Both these novels coincide with current 100-year commemorations of First World War and the final passing of veterans from Second World War, giving rise to discussions and assessments of the impact of these wars on human history and development. Troubling conversations around the dining tables of private citizens and seminars in public forums across the globe leave unresolved the question of how these conflicts could have occurred in highly civilized societies. It seemed in mastering our technological universe we turned the sophisticated machines of industry to fulfil nihilistic ends. And like lovers caught up in an illicit affair, we became set on Mutually Assured Destruction; (MAD) by any assessment.

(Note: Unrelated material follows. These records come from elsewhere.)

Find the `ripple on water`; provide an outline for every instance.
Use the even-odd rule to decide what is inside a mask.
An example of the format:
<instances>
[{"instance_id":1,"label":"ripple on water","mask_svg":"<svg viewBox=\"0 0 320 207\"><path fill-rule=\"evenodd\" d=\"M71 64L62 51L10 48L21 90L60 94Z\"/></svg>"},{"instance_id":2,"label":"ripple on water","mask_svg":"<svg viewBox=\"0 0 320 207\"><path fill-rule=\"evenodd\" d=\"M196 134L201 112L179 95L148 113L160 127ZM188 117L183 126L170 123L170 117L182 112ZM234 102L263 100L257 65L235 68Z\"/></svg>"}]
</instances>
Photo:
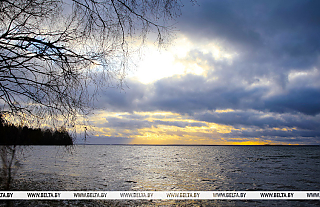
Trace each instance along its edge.
<instances>
[{"instance_id":1,"label":"ripple on water","mask_svg":"<svg viewBox=\"0 0 320 207\"><path fill-rule=\"evenodd\" d=\"M99 145L73 150L57 156L54 146L33 147L21 161L21 178L60 180L52 190L319 190L320 186L319 147Z\"/></svg>"}]
</instances>

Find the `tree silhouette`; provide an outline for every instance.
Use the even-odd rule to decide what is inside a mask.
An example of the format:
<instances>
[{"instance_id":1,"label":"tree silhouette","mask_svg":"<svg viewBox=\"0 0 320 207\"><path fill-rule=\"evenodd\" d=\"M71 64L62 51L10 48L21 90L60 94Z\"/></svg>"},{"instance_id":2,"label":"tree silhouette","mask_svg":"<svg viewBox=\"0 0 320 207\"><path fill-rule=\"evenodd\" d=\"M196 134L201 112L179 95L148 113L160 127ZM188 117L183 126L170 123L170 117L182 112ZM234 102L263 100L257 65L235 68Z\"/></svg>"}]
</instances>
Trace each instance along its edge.
<instances>
[{"instance_id":1,"label":"tree silhouette","mask_svg":"<svg viewBox=\"0 0 320 207\"><path fill-rule=\"evenodd\" d=\"M96 92L128 67L132 44L155 31L162 44L178 0L0 1L3 114L73 125ZM63 117L60 119L58 117Z\"/></svg>"},{"instance_id":2,"label":"tree silhouette","mask_svg":"<svg viewBox=\"0 0 320 207\"><path fill-rule=\"evenodd\" d=\"M16 126L2 119L0 114L0 145L73 145L73 139L65 127L29 128Z\"/></svg>"}]
</instances>

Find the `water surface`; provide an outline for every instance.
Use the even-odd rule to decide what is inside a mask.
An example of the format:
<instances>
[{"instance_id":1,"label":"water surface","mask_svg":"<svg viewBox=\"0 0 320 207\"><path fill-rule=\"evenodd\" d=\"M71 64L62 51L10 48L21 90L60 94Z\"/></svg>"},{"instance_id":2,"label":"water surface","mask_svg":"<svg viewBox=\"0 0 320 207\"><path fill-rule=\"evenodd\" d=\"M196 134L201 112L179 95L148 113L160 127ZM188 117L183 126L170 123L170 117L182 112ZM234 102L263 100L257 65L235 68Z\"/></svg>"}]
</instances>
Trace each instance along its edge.
<instances>
[{"instance_id":1,"label":"water surface","mask_svg":"<svg viewBox=\"0 0 320 207\"><path fill-rule=\"evenodd\" d=\"M317 191L319 149L77 145L68 153L63 147L33 146L24 152L26 159L22 161L19 178L30 179L30 175L37 174L33 180L57 180L59 188L65 190ZM61 190L56 188L53 185L47 190ZM222 206L239 204L239 201L214 202L227 202L220 203Z\"/></svg>"}]
</instances>

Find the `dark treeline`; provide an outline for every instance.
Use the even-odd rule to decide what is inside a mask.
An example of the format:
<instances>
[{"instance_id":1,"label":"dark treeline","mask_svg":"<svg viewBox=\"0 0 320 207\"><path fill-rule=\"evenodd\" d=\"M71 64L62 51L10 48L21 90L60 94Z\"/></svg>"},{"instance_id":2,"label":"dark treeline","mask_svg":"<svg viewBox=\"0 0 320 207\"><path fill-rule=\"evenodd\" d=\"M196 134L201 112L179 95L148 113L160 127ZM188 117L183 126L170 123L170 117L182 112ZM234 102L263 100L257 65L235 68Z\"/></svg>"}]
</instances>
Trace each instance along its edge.
<instances>
[{"instance_id":1,"label":"dark treeline","mask_svg":"<svg viewBox=\"0 0 320 207\"><path fill-rule=\"evenodd\" d=\"M7 123L0 115L0 145L72 145L65 128L33 129Z\"/></svg>"}]
</instances>

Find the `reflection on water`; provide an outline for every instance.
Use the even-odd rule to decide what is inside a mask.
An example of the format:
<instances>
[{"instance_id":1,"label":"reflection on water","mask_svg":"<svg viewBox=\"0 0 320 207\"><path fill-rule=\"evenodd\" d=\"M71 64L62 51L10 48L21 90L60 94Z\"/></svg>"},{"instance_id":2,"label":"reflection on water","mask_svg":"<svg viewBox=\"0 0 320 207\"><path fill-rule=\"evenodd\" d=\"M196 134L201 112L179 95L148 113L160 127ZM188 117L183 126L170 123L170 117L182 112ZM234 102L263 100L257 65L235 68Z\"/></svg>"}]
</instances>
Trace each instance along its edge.
<instances>
[{"instance_id":1,"label":"reflection on water","mask_svg":"<svg viewBox=\"0 0 320 207\"><path fill-rule=\"evenodd\" d=\"M319 147L34 146L21 178L66 190L319 190ZM57 190L57 189L52 189Z\"/></svg>"}]
</instances>

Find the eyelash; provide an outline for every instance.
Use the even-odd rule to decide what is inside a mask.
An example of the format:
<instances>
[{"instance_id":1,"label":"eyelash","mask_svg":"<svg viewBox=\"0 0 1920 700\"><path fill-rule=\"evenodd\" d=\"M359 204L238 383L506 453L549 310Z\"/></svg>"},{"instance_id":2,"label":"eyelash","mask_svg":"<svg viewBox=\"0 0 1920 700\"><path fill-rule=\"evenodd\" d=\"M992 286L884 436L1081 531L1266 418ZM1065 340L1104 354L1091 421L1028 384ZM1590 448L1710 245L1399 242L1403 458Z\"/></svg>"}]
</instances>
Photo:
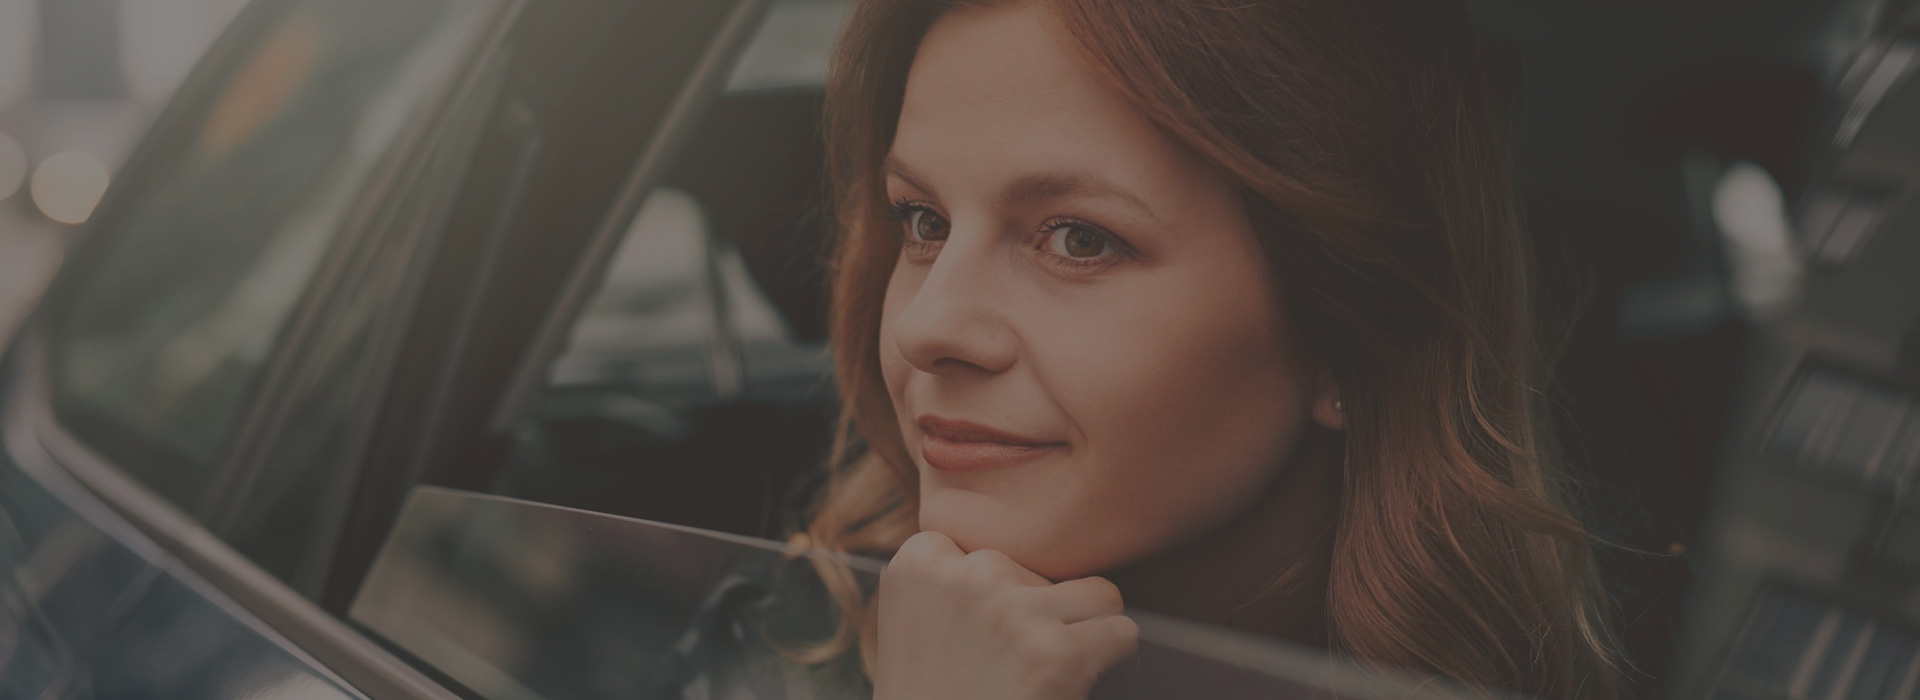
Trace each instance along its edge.
<instances>
[{"instance_id":1,"label":"eyelash","mask_svg":"<svg viewBox=\"0 0 1920 700\"><path fill-rule=\"evenodd\" d=\"M935 212L933 210L933 207L929 207L925 204L915 202L912 200L901 199L901 200L895 201L893 203L893 206L888 207L887 220L892 221L894 227L900 231L901 247L907 248L908 250L912 250L916 253L930 252L935 246L939 244L933 241L915 240L912 236L907 235L905 230L907 222L913 220L913 213L917 211L924 211L928 214L939 216L939 212Z\"/></svg>"},{"instance_id":2,"label":"eyelash","mask_svg":"<svg viewBox=\"0 0 1920 700\"><path fill-rule=\"evenodd\" d=\"M936 212L933 210L933 207L930 207L925 203L917 202L909 199L900 199L900 200L894 201L892 206L888 207L887 219L889 221L892 221L895 226L904 227L906 226L907 222L913 220L913 215L915 212L921 212L921 211L924 211L928 214L932 214L934 216L941 216L939 212ZM945 217L942 217L942 218L945 218ZM1106 244L1111 249L1111 252L1113 253L1114 257L1082 260L1078 258L1069 258L1067 256L1060 255L1053 251L1046 250L1046 242L1052 239L1053 232L1058 231L1062 228L1069 228L1069 227L1091 231L1094 234L1099 235L1103 240L1106 241ZM1046 256L1046 258L1048 259L1048 262L1050 264L1059 266L1061 268L1064 268L1070 271L1084 272L1084 271L1093 270L1096 268L1107 267L1107 266L1116 264L1121 260L1129 258L1132 255L1131 252L1127 249L1126 243L1122 242L1120 240L1120 237L1115 236L1111 233L1108 233L1106 229L1100 228L1099 226L1095 226L1093 224L1087 223L1085 221L1081 221L1080 219L1075 219L1070 216L1055 216L1047 219L1044 222L1041 222L1040 230L1036 231L1035 234L1039 236L1043 236L1043 238L1041 238L1040 245L1035 247L1038 250L1040 250L1042 255ZM933 248L939 246L940 244L936 241L916 240L903 230L901 231L901 235L900 235L900 245L915 253L925 254L927 252L931 252Z\"/></svg>"}]
</instances>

Are we to reflect on our history and confess with the same bitterness that we “belong to a failed species. A disastrous mutation” (Faulks, 2015: 130)? Or are we, a century after the War to End All Wars able to find ways of living together that obviate a call to arms and defensive postures. Our chosen novels give us pause for thought about the kind of world we want to construct for the future, and to our role as leaders in constructing that world.
If we turn these learnings to our world of work, is it possible to imagine a different future? For instance, what would happen if next Monday morning we all got around the table of our organization and plotted together how we might work productively without undergoing the dramatic and traumatising structural changes that scar our enterprises? How might we as leaders embrace the civilizing abilities that are within our reach and use them to protect the integrity of staff members?
Yet the sacrifices necessary to pull off this step change ultimately bring us to the same sense of impotence experienced by Evans and Hendricks. They both live off the memory of a beautifully mad time; of being held spellbound by love’s unpredictable passions. They cannot move on to live a life reconciled with their losses, feeling acutely the surrender of their loves and of being thwarted by those memories.
Re-imagining our world as a beneficent place, where we draw on the memories and learnings of the past so that they actively inform our present; and to live fully, passionately, without regret, is perhaps too utopian for pragmatic leaders. The visions that underpin these novels prompt us to reflect on 20th century nihilism and consider alternative ways of being for the future.
What is that world we want to create?